Interview with Tom Meehan, CFI

Meehan is chief strategy officer and chief information security officer for CONTROLTEK. In his dual role, he leads the company’s solutions development strategy and retail-specific strategic initiatives, while championing information security technologies and protocols for CONTROLTEK and its partners. He is an LP expert in cyber security, retail technology, and information technology. He currently serves as Innovation Team Chair with the Loss Prevention Research Council, retail technology editor at LP Magazine, and cohost of the LPRC podcast.

Loss prevention professionals have been faced with the robust job to combat shrink, discourage theft, increase efficiency, improve performance, lower costs, support safety…and the list goes on. The coronavirus pandemic has sped up these challenges and threats exponentially, while presenting the added layer of health safety to the mix.

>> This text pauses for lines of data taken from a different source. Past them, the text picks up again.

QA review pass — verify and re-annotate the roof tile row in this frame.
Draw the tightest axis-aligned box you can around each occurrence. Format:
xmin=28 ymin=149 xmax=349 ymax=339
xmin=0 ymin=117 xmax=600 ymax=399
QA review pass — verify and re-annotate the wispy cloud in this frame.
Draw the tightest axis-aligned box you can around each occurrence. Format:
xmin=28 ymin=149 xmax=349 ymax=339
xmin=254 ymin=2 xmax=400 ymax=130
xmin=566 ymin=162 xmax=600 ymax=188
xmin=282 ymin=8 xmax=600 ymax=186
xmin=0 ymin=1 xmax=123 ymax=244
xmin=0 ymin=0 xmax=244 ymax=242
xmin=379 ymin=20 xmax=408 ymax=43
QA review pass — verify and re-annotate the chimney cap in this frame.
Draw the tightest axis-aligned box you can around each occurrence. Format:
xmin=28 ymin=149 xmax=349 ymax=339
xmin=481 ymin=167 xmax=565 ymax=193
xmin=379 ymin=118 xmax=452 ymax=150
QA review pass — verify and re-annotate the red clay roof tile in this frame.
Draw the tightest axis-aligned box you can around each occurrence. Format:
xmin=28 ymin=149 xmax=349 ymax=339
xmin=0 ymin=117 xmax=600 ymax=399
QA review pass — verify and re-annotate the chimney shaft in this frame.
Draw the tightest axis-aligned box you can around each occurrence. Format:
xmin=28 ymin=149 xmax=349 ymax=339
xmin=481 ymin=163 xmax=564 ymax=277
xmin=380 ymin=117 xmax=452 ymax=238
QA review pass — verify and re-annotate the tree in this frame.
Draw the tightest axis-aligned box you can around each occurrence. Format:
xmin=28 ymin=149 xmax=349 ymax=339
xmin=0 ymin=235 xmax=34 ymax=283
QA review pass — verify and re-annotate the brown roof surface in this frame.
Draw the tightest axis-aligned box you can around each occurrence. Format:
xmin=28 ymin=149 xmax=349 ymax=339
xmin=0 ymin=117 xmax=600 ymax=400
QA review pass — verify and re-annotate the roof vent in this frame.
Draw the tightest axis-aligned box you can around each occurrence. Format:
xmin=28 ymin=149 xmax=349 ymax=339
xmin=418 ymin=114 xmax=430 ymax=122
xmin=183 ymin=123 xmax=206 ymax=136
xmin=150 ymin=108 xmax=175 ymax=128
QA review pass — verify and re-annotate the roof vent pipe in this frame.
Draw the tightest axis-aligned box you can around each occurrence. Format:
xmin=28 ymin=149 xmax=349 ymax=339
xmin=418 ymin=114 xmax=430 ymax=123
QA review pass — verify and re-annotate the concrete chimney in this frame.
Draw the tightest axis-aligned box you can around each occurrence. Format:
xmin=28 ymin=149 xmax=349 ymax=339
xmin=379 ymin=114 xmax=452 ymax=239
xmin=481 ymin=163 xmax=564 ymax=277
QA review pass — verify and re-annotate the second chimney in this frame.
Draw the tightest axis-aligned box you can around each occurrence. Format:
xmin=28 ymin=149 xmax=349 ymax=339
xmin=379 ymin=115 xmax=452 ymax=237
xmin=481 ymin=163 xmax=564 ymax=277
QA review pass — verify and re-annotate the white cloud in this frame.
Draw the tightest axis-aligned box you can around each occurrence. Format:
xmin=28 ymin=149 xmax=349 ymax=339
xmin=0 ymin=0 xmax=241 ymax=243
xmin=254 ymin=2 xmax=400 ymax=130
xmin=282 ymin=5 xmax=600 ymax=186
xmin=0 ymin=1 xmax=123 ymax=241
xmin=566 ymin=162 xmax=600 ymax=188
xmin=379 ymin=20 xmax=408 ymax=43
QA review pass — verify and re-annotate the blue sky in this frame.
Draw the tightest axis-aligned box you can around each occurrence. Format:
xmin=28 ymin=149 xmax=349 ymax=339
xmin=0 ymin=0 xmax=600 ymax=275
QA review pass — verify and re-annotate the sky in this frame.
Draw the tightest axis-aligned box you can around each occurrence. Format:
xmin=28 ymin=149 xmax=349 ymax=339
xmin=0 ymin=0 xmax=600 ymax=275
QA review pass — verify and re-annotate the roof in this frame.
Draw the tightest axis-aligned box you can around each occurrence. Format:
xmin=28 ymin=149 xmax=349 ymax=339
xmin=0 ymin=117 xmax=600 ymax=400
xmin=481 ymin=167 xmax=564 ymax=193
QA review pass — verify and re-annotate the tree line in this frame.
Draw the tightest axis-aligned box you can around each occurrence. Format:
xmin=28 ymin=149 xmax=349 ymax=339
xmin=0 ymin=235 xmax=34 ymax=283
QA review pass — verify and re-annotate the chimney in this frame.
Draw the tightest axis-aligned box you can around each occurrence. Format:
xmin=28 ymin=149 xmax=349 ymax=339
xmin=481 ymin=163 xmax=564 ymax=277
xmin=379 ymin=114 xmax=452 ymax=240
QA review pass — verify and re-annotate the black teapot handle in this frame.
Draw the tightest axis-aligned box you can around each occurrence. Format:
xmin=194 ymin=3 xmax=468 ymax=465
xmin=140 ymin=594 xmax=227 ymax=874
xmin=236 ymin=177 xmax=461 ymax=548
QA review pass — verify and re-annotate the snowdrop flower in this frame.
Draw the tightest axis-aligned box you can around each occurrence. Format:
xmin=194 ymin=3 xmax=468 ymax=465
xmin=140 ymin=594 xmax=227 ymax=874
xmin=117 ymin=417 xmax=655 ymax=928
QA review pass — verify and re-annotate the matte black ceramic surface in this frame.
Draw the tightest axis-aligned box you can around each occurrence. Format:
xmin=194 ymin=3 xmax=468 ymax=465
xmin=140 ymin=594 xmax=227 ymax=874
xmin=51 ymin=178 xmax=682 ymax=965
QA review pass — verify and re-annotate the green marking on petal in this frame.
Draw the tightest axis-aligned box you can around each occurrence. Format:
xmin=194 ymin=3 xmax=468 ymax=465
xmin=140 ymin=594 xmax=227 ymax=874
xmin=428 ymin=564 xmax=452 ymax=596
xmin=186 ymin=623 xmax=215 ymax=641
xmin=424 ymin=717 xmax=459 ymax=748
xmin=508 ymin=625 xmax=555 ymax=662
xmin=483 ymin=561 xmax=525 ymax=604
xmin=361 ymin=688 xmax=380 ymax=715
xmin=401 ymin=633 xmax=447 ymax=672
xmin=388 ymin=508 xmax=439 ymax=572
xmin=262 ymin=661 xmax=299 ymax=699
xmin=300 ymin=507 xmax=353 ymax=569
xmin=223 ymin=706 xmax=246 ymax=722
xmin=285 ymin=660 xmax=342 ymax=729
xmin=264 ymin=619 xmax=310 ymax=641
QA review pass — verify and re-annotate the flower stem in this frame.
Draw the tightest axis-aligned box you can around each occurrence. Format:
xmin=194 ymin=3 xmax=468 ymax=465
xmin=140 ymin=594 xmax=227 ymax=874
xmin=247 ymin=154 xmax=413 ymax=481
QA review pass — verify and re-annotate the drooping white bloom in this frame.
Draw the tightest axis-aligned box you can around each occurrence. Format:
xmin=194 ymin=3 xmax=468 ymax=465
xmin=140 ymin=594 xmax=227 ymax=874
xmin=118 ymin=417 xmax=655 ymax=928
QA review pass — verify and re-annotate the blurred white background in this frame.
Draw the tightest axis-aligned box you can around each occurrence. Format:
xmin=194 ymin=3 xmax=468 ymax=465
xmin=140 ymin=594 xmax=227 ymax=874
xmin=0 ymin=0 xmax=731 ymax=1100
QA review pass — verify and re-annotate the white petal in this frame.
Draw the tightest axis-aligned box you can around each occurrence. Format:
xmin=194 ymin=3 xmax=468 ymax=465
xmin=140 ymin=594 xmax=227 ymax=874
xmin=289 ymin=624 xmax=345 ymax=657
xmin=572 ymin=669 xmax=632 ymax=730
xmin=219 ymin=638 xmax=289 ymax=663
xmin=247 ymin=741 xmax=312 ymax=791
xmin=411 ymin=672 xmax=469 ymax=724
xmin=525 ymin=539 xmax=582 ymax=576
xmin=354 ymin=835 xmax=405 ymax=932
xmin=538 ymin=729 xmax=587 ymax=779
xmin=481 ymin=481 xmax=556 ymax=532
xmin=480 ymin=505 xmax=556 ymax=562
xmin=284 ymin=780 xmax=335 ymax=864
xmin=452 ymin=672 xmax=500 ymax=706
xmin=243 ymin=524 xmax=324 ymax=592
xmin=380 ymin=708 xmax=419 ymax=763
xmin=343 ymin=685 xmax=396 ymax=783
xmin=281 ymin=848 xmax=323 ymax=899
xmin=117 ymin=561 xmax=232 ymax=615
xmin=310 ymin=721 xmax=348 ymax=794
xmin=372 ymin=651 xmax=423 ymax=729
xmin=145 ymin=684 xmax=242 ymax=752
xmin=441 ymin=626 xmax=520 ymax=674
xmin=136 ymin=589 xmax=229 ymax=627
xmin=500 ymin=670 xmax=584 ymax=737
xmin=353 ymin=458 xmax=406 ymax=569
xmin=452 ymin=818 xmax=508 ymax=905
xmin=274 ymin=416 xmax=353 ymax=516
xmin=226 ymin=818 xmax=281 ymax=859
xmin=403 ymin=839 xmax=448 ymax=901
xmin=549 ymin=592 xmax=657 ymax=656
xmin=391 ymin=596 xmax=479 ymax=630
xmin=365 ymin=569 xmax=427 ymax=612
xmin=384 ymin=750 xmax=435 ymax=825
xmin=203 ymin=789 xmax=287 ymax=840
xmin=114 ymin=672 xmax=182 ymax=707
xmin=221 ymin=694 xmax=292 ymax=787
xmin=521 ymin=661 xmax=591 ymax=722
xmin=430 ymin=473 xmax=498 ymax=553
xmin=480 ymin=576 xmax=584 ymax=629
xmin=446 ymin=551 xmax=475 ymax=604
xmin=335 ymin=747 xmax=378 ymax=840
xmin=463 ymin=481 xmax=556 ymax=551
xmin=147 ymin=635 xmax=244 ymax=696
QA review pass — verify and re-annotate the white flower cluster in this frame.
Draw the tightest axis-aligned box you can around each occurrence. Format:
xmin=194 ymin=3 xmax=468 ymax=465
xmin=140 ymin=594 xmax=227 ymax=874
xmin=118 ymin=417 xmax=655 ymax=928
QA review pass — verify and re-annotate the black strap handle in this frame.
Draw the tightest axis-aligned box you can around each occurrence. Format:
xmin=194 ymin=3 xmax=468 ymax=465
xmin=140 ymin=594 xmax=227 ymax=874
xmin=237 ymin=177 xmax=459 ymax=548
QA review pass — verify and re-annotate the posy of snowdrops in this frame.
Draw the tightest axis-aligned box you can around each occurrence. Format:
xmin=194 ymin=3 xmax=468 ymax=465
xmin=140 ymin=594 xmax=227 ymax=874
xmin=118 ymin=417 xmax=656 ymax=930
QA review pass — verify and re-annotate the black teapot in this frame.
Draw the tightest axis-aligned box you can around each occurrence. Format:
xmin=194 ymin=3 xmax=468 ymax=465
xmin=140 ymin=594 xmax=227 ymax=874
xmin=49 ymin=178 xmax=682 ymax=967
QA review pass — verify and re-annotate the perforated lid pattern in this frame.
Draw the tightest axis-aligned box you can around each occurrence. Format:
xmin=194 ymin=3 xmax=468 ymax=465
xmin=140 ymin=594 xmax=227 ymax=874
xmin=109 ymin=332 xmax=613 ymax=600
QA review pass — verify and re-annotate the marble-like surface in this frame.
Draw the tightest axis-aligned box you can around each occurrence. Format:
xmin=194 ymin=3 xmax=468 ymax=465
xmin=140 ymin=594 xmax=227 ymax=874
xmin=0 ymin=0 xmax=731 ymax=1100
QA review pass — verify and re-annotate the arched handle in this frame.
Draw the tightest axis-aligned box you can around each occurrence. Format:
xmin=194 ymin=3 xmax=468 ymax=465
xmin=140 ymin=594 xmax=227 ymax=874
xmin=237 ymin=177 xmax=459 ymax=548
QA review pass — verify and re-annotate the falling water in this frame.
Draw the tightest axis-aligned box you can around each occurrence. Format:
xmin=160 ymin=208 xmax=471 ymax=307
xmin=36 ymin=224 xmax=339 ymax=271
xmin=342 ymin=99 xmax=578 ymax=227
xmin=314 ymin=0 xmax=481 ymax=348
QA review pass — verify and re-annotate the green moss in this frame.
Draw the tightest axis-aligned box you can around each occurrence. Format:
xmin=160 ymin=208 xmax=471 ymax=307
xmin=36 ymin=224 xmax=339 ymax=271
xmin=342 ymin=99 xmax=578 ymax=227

In the turbulence of this change, keeping up to date is a constant challenge, and digital technologies have frequently been discussed and continue to be the answer as future-proof options for retailers. One of the most widely discussed technologies is artificial intelligence (AI), and one of the forms of AI most easily applicable to the retail environment is computer vision.

What is computer vision and how does it work?
Computer vision is an emerging technology that enables retailers to harness the power of video to automate the process of identifying threats in real time, leading to quicker and better decisions. In simple terms, it is defined as a field of artificial intelligence that replicates the complexity of the human vision system to enable computers to “see” and understand the visual world. Using content from digital images, videos, and deep-learning models, computer algorithms mimic the way human vision acquires, processes, analyzes, and understands visual information to identify and classify objects.

There are several types of computer vision features used in different ways, but simply put, when a computer is supplied with images, it uses algorithms to analyze for distinctions such as shapes, colors, borders, distance between shapes, and other patterns to identify a profile of what the picture means. When these algorithms are complete, the computer will theoretically be able to use this learned data to find other images that match that profile.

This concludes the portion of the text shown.